I have zero inflated response variable I am trying to predict. I am facing few issues applying different regression models that should correct for this.
This is my 10,000 obs dataframe
e_weight left_size right_size time_diff
Min. :0.000 Min. : 1.000 Min. : 1.000 Min. : 737
1st Qu.:0.000 1st Qu.: 1.000 1st Qu.: 1.000 1st Qu.: 4669275
Median :0.000 Median : 3.000 Median : 3.000 Median : 12263474
Mean :0.022 Mean : 6.194 Mean : 5.469 Mean : 21000288
3rd Qu.:0.000 3rd Qu.: 5.000 3rd Qu.: 5.000 3rd Qu.: 25420278
Max. :3.000 Max. :792.000 Max. :792.000 Max. :155291532
Here the frequency count for my 3 variables
Indeed I have a problem with zeros...
I tried respectively a Zero-Inflated Negative Binomial Regression and a Zero-inflated Poisson Regression
library(pscl)
m1 <- zeroinfl(e_weight ~ left_size*right_size | time_diff, data = s)
summary(m1)
# Call:
# zeroinfl(formula = e_weight ~ left_size * right_size | time_diff, data = s)
#
# Pearson residuals:
# Min 1Q Median 3Q Max
# -1.4286 -0.1460 -0.1449 -0.1444 19.6054
#
# Count model coefficients (poisson with log link):
# Estimate Std.
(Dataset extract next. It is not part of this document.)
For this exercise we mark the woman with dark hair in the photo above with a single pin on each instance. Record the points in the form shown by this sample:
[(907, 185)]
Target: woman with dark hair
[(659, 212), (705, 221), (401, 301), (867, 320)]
Error z value Pr(>|z|)
# (Intercept) -3.8826386 0.0696970 -55.707 < 2e-16 ***
# left_size 0.0022261 0.0006195 3.594 0.000326 ***
# right_size 0.0033622 NA NA NA
# left_size:right_size 0.0001715 NA NA NA
#
# Zero-inflation model coefficients (binomial with logit link):
# Estimate Std. Error z value Pr(>|z|)
# (Intercept) 1.753e+01 6.011e+00 2.916 0.00354 **
# time_diff -3.342e-04 1.059e-06 -315.773 < 2e-16 ***
# ---
# Signif. codes: 0 '***' 0.001 '**' 0.01 '*' 0.05 '.' 0.1 ' ' 1
#
# Number of iterations in BFGS optimization: 28
# Log-likelihood: -1053 on 6 Df
# Warning message:
# In sqrt(diag(object$vcov)) : NaNs produced
and
library(MASS)
m2 <- glm.nb(e_weight ~ left_size*right_size + time_diff, data = s)
which gives
There were 22 warnings (use warnings() to see them)
warnings()
Warning messages:
1: glm.fit: algorithm did not converge
...
21: glm.fit: algorithm did not converge
22: In glm.nb(e_weight ~ left_size * right_size + time_diff, ... :
alternation limit reached
If I ask a summary for the second model
summary(m2)
# Call:
# glm.nb(formula = e_weight ~ left_size * right_size + time_diff,
# data = s, init.theta = 0.1372733321, link = log)
#
# Deviance Residuals:
# Min 1Q Median 3Q Max
# -3.4645 -0.2331 -0.1885 -0.1266 2.7669
#
# Coefficients:
# Estimate Std. Error z value Pr(>|z|)
# (Intercept) -3.239e+00 1.090e-01 -29.699 < 2e-16 ***
# left_size -4.462e-03 1.835e-03 -2.431 0.015047 *
# right_size -7.144e-03 2.118e-03 -3.374 0.000742 ***
# time_diff -6.013e-08 8.584e-09 -7.005 2.48e-12 ***
# left_size:right_size 4.691e-03 2.749e-04 17.068 < 2e-16 ***
# ---
# Signif. codes: 0 ‘***’ 0.001 ‘**’ 0.01 ‘*’ 0.05 ‘.’ 0.1 ‘ ’ 1
#
# (Dispersion parameter for Negative Binomial(0.1374) family taken to be 1)
#
# Null deviance: 1106.5 on 9999 degrees of freedom
# Residual deviance: 958.5 on 9995 degrees of freedom
# AIC: 1967.2
#
# Number of Fisher Scoring iterations: 12
#
#
# Theta: 0.1373
# Std. Err.: 0.0223
# Warning while fitting theta: alternation limit reached
#
#
# 2 x log-likelihood: -1955.2260
Also both models have very low p-values for heteroskedasticity
bptest(m1)
#
# studentized Breusch-Pagan test
#
# data: m1
# BP = 244.832, df = 3, p-value < 2.2e-16
#
bptest(m2)
#
# studentized Breusch-Pagan test
#
# data: m2
# BP = 277.2589, df = 4, p-value < 2.2e-16
How should I approach this regression. Would make sense to simply add 1 to all my dataframe before running any regression?